De Autoriteit Persoonsgegevens zegt dat het de afgelopen tijd verschillende signalen heeft gekregen dat supermarkten camera's met gezichtsherkenning in willen zetten. In een supermarkt gebeurde dat al. De privacytoezichthouder heeft die supermarkt aangesproken. De supermarkt heeft daarna het systeem uitgezet.
De AP heeft de brief naar het Centraal Bureau Levensmiddelenhandel gestuurd. De toezichthouder vraagt de branchevereniging de aangesloten supermarktketens op de hoogte te stellen van de regels, en op te letten of ze die volgen.
In de brief verwijst de AP naar de privacywetgeving. Onder de AVG zijn camera's met gezichtsherkenning en andere biometrische data 'bijzondere persoonsgegevens'. Voor het verzamelen daarvan gelden strenge regels.
"De AP ziet onder de AVG zeer weinig ruimte om camera's met gezichtsherkenning in te zetten", staat in de brief. Gezichtsherkenning mag alleen worden ingezet als klanten daar uitdrukkelijke toestemming voor geven. Ook zou het in theorie mogen als er een 'zwaarwegend algemeen belang' is, maar de AP schrijft dat dat in het geval van supermarkten hoogstwaarschijnlijk niet het geval is.
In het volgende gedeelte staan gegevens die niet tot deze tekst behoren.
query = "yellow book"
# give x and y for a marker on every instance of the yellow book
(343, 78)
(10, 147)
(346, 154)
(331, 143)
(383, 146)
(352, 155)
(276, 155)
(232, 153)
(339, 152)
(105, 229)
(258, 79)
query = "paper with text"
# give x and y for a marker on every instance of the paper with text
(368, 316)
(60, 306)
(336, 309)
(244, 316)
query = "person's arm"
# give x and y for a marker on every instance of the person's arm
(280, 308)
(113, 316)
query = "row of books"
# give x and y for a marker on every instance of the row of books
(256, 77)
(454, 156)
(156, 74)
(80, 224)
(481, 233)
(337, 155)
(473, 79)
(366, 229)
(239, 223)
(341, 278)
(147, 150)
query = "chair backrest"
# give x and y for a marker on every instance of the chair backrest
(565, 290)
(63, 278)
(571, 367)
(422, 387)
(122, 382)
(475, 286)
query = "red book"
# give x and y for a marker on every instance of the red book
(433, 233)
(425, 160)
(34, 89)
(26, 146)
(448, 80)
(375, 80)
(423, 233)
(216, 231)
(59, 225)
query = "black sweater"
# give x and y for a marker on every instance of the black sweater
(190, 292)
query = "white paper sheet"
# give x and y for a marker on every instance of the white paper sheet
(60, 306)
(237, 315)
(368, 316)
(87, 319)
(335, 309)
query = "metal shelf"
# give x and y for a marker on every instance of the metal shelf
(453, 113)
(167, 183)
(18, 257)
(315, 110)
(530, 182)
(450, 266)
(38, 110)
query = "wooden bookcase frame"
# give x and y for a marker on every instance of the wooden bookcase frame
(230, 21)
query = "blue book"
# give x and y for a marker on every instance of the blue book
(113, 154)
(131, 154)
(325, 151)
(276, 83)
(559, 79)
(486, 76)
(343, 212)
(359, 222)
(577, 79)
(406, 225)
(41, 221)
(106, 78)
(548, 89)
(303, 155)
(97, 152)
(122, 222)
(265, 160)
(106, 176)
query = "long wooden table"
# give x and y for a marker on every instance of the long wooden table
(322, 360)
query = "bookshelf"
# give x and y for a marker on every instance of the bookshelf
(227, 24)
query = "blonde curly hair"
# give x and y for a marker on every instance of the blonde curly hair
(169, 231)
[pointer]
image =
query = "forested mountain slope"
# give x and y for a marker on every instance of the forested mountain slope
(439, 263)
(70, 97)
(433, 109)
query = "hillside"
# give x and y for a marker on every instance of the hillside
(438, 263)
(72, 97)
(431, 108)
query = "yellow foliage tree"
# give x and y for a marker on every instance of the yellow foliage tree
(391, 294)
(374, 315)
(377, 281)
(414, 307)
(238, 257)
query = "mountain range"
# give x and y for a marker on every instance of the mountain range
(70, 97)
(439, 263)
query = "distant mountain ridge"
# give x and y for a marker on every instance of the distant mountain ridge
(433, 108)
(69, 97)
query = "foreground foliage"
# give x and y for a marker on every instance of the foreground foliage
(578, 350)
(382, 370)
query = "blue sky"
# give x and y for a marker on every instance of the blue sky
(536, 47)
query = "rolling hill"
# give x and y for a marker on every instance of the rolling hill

De AP gaat ook contact opnemen met leveranciers van dergelijke camera's. Die hebben op zichzelf geen verplichting om klanten te adviseren, maar in het verleden is vaker gebleken dat klanten op hun advies afgaan.
Dat gebeurde bijvoorbeeld bij het bedrijf dat een AVG-boete kreeg voor het verzamelen van vingerafdrukken. Het bedrijf verwees in zijn verdediging onder andere naar de beperkte informatie die het van de leverancier kreeg over naleving van de privacywet.